KR101160113B1 - Edge isolation method and solar cell thereof - Google Patents

Abstract

The present invention relates to an edge separation method and a solar cell thereof. In the edge separation process of the present invention, first, the semiconductor layer having the opposite conductivity type is doped on the surface of the p-type semiconductor substrate to form the emitter layer 112 and the anti-reflection film 114, and the lower portion of the semiconductor substrate 110 The front electrode 116 is formed on the rear electrode 118 and the anti-reflective film 114. In such a state, an edge separation process is performed on the edge portion 120 of the semiconductor substrate 110 to separate the front electrode 116 and the back electrode 118. The edge separation process is performed by a laser chemical process (LCP). That is, LCP irradiates a p-type dopant to the edge portion 120 at the same time as a laser so that the edge portion 120 is selectively doped so that the np junction and the semiconductor substrate in the emitter layer 112 region are formed. High concentration doped regions 122 and p + are generated at 110. According to the present invention, it is possible to reduce the physical defects in the edge separation portion than using only the laser, and to increase the collection probability of the carrier due to the doped barrier, the efficiency of the solar cell is improved There is this.

Solar cells, edge separation, laser chemical process,

Description

EDGE ISOLATION METHOD AND SOLAR CELL THEREOF

The present invention relates to a solar cell, and more particularly, to an edge separation method for separating a front electrode and a rear electrode of a solar cell from each other using a laser chemical process (LCP), and a solar cell manufactured thereby.

Recently, with increasing interest in environmental problems and energy depletion, there is a growing interest in solar cells as an alternative energy with abundant energy resources, no problems with environmental pollution, and high energy efficiency. The solar cell is an energy conversion device that converts light energy of the sun into electrical energy using a photovoltaic phenomenon.

In order to manufacture the solar cell, a p-n junction must be formed by doping n-type (or p-type) impurities to a p-type (or n-type) substrate.

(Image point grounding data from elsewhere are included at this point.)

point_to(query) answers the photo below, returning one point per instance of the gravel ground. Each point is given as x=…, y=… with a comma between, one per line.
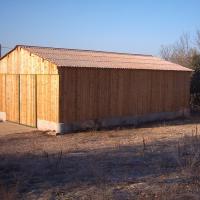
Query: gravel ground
x=149, y=162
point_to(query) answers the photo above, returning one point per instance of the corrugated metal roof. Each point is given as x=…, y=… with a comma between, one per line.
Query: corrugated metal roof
x=99, y=59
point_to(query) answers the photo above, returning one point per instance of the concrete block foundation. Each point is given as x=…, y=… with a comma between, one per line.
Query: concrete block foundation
x=109, y=122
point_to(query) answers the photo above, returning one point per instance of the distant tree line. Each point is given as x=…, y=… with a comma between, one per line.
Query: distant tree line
x=186, y=52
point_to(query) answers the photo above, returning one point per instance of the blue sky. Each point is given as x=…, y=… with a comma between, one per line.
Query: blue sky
x=136, y=26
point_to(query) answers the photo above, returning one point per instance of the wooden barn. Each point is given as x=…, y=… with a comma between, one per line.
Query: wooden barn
x=66, y=90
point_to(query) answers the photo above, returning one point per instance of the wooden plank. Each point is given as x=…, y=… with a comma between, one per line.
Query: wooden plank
x=28, y=100
x=12, y=98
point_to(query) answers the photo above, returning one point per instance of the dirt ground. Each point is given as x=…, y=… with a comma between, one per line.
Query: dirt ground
x=155, y=161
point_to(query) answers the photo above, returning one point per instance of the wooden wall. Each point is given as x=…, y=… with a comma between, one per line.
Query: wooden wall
x=21, y=61
x=31, y=91
x=103, y=93
x=48, y=97
x=2, y=93
x=12, y=98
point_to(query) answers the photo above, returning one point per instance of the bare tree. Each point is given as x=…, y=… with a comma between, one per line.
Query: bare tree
x=181, y=52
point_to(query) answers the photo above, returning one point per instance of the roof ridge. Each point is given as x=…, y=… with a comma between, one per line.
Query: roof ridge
x=84, y=50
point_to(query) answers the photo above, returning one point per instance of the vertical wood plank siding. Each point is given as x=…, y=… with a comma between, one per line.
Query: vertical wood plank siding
x=103, y=93
x=48, y=97
x=2, y=93
x=12, y=98
x=28, y=100
x=31, y=73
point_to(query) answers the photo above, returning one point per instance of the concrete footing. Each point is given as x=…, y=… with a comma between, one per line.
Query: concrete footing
x=109, y=122
x=105, y=123
x=2, y=116
x=51, y=126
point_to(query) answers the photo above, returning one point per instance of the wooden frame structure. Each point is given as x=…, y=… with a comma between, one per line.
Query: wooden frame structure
x=55, y=89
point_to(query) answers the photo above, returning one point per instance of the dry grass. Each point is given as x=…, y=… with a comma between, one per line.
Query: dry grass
x=152, y=162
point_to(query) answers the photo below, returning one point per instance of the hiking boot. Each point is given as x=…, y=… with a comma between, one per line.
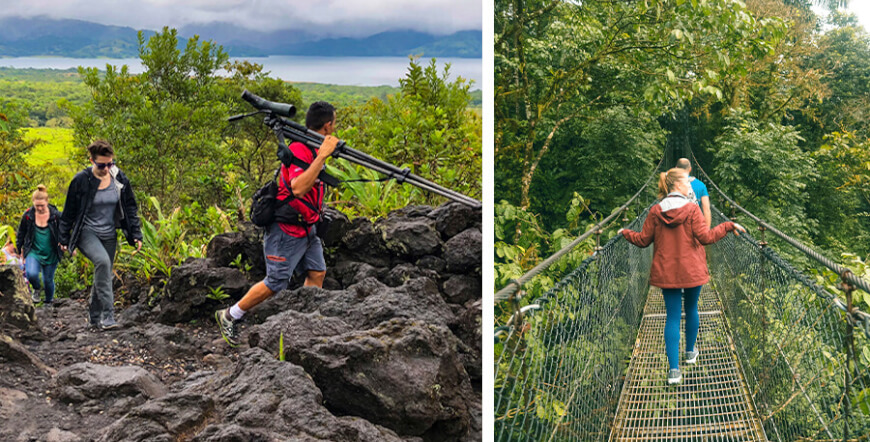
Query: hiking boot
x=674, y=376
x=110, y=325
x=229, y=329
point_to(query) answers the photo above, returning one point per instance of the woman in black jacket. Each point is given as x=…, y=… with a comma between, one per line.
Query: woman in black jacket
x=38, y=242
x=99, y=201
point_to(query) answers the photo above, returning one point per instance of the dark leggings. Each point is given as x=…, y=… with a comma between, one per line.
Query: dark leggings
x=672, y=326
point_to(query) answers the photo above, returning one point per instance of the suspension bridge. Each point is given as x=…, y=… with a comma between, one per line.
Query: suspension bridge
x=781, y=358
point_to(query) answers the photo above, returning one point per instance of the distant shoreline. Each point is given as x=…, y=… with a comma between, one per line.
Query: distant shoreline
x=341, y=71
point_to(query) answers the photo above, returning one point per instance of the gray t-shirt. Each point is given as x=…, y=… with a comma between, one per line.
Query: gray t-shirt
x=100, y=218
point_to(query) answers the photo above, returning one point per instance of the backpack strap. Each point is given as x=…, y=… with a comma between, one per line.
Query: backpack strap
x=287, y=158
x=293, y=196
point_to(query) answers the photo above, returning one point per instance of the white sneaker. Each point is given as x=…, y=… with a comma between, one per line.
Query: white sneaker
x=674, y=376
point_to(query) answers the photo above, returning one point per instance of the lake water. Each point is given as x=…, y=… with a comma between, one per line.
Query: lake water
x=357, y=71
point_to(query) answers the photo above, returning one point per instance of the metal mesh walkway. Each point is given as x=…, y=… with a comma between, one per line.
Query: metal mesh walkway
x=712, y=402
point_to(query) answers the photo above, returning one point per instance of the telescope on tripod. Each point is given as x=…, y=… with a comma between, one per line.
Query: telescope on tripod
x=277, y=118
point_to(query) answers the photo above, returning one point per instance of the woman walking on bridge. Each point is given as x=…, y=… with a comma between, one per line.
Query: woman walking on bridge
x=679, y=266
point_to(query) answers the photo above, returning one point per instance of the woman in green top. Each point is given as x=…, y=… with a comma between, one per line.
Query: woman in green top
x=38, y=242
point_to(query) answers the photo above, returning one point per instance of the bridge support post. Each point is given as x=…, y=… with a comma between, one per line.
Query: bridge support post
x=849, y=343
x=764, y=344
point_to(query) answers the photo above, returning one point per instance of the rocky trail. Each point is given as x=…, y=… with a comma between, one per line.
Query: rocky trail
x=388, y=350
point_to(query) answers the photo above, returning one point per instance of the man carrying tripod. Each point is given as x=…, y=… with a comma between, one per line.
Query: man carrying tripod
x=289, y=247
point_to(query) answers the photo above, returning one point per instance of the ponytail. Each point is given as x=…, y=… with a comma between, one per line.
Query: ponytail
x=40, y=193
x=668, y=179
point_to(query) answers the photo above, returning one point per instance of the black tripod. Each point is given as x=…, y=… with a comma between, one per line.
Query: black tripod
x=284, y=128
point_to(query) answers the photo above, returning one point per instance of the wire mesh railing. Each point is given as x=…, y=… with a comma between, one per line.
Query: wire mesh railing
x=559, y=373
x=792, y=337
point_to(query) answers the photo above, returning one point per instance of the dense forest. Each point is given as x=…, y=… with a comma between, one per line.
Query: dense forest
x=193, y=172
x=770, y=97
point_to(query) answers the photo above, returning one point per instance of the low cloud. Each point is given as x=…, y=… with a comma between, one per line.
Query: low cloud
x=333, y=18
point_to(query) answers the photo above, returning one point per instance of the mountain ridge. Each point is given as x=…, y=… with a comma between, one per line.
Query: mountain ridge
x=43, y=36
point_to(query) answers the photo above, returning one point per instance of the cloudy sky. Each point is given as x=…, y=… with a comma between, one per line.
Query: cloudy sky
x=337, y=18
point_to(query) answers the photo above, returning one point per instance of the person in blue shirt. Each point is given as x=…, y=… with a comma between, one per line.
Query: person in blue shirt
x=699, y=190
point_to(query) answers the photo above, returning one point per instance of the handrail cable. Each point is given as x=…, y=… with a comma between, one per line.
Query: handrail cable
x=514, y=286
x=844, y=272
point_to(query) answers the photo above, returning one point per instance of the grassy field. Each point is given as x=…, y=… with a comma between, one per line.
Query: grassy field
x=53, y=145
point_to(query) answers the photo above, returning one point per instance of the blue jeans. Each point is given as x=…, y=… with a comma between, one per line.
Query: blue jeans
x=672, y=325
x=32, y=269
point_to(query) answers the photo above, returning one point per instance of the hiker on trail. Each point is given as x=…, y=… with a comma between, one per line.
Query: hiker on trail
x=38, y=239
x=699, y=190
x=10, y=257
x=679, y=264
x=100, y=200
x=290, y=247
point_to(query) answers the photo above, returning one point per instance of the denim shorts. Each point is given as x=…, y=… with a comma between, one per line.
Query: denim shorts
x=285, y=253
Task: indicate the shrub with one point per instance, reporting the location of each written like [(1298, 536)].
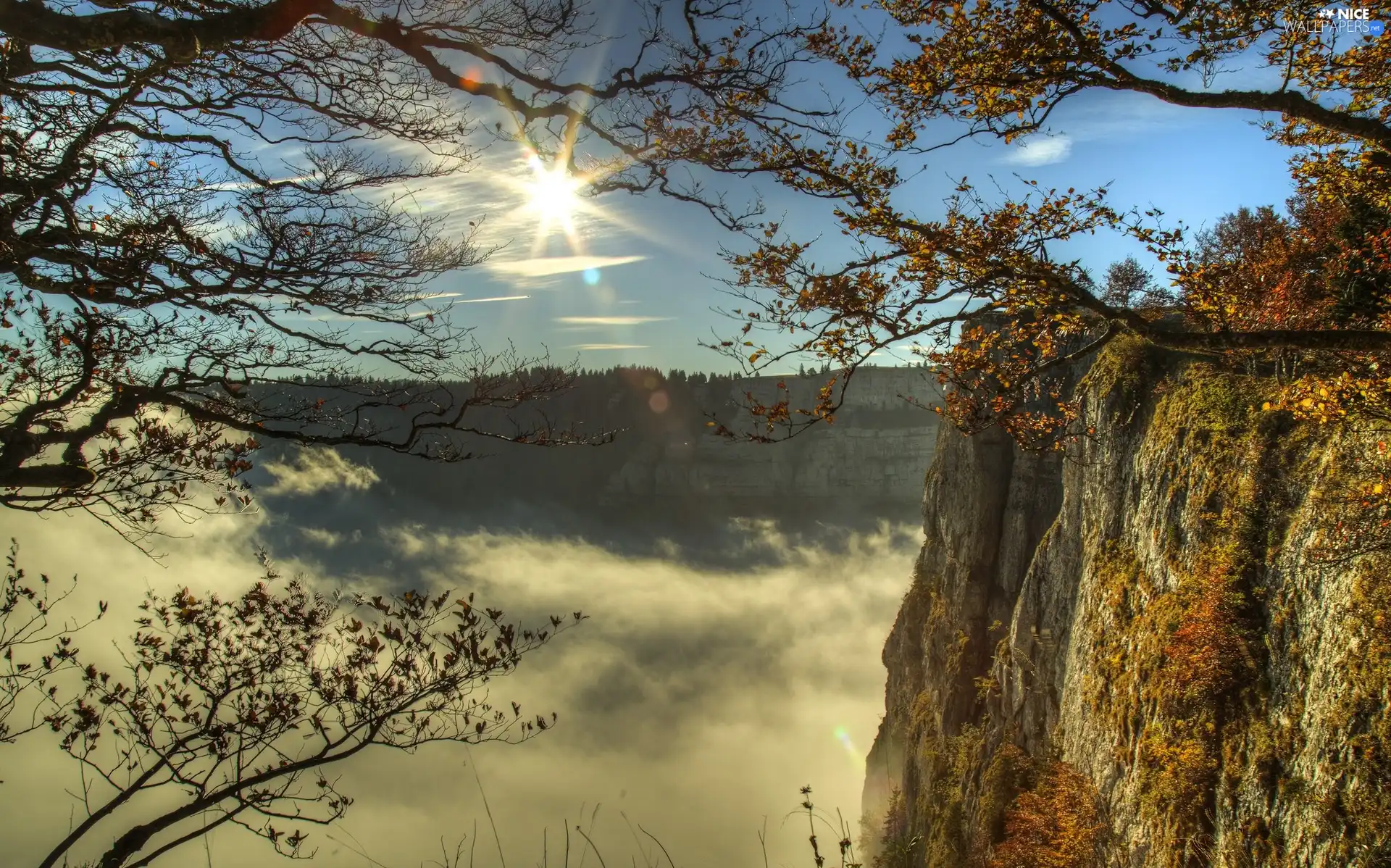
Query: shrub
[(1055, 825)]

When light is emitted in the p-n junction state, electrons and holes are generated inside, and electrodes are formed on surfaces of the p-type semiconductor and the n-type semiconductor to flow electrons to an external circuit to generate current.

In this case, the edge portion of the semiconductor substrate is doped in the process for forming the p-n junction. However, when the back electrode of the solar cell is formed entirely, the result is that the front electrode and the rear electrode of the solar cell are electrically connected, thereby reducing the efficiency of the solar cell.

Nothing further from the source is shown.